September 25, 2007

REBELLION AND MODERATION



Caption: These guys are rebels.

Some of the wisest words ever were carved on the ancient Greek temple of Apollo at Delphi: "Nothing in excess" and "Know thyself."

(Unfortunately, the ancient Greeks weren't always that great at taking the advice...me neither come to think of it.)

The French philosopher Albert Camus, who is on the menu at Goat Rope this week, managed to do something pretty rare: combine rebellion with moderation.

Rebellion is the subject of his book The Rebel (so it isn't just a clever name). For Camus, rebellion springs from the urge for justice and freedom. It involves saying No to oppression, servitude, or degradation.

But rebellion itself must have its limits. All too easily it can and has mutated into fanaticism, totalitarianism, nihilism and terrorism:

Moderation is not the opposite of rebellion. Rebellion is in itself moderation, and it demands, defends, and re-creates it throughout history and its eternal disturbances.
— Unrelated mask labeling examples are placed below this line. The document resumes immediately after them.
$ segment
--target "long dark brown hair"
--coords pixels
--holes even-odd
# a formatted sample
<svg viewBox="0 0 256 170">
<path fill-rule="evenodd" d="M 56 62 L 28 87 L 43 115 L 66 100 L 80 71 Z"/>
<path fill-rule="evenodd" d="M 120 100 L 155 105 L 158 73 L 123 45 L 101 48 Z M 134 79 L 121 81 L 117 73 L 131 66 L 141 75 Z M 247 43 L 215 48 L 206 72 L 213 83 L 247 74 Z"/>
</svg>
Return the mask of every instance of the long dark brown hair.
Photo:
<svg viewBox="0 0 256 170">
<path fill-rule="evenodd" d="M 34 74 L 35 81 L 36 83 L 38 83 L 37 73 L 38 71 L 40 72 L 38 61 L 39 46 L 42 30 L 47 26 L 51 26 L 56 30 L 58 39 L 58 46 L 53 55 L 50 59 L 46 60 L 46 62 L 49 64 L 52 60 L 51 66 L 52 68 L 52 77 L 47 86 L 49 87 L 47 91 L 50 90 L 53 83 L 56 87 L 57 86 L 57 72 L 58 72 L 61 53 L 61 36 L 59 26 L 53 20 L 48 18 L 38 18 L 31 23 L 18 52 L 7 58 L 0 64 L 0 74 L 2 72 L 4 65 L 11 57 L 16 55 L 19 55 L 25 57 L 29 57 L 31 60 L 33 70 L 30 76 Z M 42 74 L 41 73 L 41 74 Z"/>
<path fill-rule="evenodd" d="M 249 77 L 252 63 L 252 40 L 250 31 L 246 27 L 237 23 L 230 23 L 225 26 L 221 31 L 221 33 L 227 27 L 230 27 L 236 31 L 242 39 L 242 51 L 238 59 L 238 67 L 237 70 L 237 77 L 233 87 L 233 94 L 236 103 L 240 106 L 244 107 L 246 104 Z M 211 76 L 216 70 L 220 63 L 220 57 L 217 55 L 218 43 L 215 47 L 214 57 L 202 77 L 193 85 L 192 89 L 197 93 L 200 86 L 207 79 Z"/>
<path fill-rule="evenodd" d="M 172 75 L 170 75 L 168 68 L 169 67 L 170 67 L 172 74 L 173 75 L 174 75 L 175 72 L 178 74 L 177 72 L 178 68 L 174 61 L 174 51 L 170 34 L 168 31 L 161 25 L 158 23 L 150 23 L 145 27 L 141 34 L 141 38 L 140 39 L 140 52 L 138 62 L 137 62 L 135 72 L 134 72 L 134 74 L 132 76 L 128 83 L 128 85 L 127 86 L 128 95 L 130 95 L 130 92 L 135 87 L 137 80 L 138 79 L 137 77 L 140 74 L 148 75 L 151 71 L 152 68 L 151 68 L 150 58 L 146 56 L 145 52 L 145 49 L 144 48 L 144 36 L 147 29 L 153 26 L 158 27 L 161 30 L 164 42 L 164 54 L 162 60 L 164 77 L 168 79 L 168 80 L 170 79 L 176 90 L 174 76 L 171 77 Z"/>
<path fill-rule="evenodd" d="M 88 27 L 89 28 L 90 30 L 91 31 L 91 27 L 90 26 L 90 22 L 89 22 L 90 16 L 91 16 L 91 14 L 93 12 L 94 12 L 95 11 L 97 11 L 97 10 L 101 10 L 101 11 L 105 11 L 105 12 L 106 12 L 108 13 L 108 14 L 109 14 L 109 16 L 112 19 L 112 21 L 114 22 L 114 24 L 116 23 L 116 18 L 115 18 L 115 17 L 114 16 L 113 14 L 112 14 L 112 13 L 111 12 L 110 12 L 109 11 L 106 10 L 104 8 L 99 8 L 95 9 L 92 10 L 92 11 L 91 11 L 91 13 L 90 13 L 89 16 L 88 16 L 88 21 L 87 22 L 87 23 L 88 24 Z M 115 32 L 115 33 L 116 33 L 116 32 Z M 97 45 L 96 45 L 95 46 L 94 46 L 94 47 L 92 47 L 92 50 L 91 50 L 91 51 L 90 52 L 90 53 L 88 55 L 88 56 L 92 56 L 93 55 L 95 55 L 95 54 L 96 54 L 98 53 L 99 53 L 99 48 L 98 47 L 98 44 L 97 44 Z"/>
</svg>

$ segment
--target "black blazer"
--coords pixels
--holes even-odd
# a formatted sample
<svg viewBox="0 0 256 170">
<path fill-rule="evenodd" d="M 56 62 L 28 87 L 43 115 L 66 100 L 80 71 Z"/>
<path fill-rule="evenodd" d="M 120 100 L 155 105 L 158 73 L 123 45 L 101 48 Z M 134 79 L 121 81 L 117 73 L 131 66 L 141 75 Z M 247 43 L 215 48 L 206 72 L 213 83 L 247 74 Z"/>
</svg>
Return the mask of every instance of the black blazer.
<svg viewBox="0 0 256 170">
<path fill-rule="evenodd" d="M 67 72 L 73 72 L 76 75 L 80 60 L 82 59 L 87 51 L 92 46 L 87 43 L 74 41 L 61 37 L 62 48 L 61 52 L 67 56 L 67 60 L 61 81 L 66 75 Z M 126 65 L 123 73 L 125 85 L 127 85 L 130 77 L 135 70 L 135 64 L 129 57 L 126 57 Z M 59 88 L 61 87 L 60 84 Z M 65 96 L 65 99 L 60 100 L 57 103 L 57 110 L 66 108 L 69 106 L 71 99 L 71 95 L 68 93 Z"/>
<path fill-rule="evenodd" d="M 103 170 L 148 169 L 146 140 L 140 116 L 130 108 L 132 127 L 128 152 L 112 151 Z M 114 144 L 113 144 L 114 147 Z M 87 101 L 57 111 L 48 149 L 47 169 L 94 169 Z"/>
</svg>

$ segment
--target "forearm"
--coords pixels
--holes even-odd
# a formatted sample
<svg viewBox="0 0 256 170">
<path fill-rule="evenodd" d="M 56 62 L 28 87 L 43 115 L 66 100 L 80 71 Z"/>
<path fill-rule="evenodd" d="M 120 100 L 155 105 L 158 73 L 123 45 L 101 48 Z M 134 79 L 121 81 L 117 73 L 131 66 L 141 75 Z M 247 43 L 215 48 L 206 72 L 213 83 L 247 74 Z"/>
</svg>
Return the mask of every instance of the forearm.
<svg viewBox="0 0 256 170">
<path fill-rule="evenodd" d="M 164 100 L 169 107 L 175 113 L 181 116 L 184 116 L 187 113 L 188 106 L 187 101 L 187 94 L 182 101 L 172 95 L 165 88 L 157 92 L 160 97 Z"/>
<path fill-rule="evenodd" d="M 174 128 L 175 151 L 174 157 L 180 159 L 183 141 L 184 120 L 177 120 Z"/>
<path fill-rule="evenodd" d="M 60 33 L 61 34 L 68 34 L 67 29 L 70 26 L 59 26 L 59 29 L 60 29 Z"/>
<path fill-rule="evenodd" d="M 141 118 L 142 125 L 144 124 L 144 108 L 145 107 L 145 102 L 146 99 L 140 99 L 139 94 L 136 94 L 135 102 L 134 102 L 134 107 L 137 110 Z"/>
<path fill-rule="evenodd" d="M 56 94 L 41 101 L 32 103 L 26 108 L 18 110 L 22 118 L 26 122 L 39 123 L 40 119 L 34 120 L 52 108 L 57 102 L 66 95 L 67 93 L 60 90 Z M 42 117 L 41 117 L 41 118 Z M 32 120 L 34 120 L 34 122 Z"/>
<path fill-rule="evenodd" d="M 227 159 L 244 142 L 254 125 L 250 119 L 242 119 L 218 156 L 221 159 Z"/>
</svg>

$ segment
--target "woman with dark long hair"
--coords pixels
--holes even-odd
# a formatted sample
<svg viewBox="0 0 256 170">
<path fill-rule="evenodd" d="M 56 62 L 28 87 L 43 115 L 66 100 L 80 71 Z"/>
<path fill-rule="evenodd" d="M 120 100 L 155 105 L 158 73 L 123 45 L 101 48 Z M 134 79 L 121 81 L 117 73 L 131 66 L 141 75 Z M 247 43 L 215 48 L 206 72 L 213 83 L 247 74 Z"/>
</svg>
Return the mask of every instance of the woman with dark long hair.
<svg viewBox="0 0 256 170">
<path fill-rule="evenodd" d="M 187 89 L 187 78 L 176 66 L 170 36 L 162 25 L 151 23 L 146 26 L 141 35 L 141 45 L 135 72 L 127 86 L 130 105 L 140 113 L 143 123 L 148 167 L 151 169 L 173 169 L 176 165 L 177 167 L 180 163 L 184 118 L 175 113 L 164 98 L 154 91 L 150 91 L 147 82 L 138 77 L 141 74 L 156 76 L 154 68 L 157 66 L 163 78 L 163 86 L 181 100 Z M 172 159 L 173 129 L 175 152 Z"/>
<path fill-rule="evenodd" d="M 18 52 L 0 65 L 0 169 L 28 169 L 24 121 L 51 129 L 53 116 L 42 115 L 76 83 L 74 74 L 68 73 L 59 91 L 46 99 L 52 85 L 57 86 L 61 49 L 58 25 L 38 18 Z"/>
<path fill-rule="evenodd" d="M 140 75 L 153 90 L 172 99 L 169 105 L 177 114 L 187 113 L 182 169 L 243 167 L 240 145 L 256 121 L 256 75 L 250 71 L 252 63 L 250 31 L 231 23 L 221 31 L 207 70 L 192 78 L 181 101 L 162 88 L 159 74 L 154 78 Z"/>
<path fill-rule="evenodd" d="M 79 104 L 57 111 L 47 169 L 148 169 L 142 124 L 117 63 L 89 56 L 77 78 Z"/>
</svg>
He believed that it is not given to us to remake the world from scratch or to fundamentally change the human condition with all its inevitable tragedies and absurdities:

Man can master in himself everything that should be mastered. He should rectify in creation everything that can be rectified. And after he has done so, children will still die unjustly even in a perfect society. Even by his greatest effort man can only propose to diminish arithmetically the sufferings of the world. But the injustice and the suffering of the world will remain, and no matter how limited they are, they will not cease to be an outrage. Dimitri Karamazov's cry of "Why" will continue to resound; art and rebellion will die only with the last man.


But he argued that we can, here and there, with luck and skill and fortitude make improvements, end abuses, and reduce unnecessary suffering:

He who dedicates himself to the duration of his life, to the house he builds, to the dignity of mankind, dedicates himself to the earth and reaps from it the harvest that sows its seed and sustains the world again and again.


Him did talk pretty too.

CHIP SHOWDOWN. Congress could vote today on expanding the Childrens Health Insurance Program. President Bush has threatened a veto. Here's a good critique of Bush's position from the Center on Budget and Policy Priorities and here's the latest from the NY Times.

El Cabrero and amigos will have a press conference in support of CHIP this afternoon. It'll show up here (assuming we get any press) tomorrow. That will be today's moderate rebellion.

INDONESIAN HOBBIT UPDATE: Click here.

DIRTY TRICKS DEPARTMENT. Here's an item on the art and science of union busting and one more reason why we need the Employee Free Choice Act.

WHAT HE SAID. WV Senator Robert C. Byrd on Iraq:

The best way to support our troops is to bring them home, and the only way to get them home may be to somehow restrict the funds for this disastrous war. ... This senator will support no more blank checks for Iraq.


BEST OF LUCK to the GM United Auto Workers members in getting a decent contract. El Cabrero is a member of that branch of the UAW that doesn't know how to change the oil.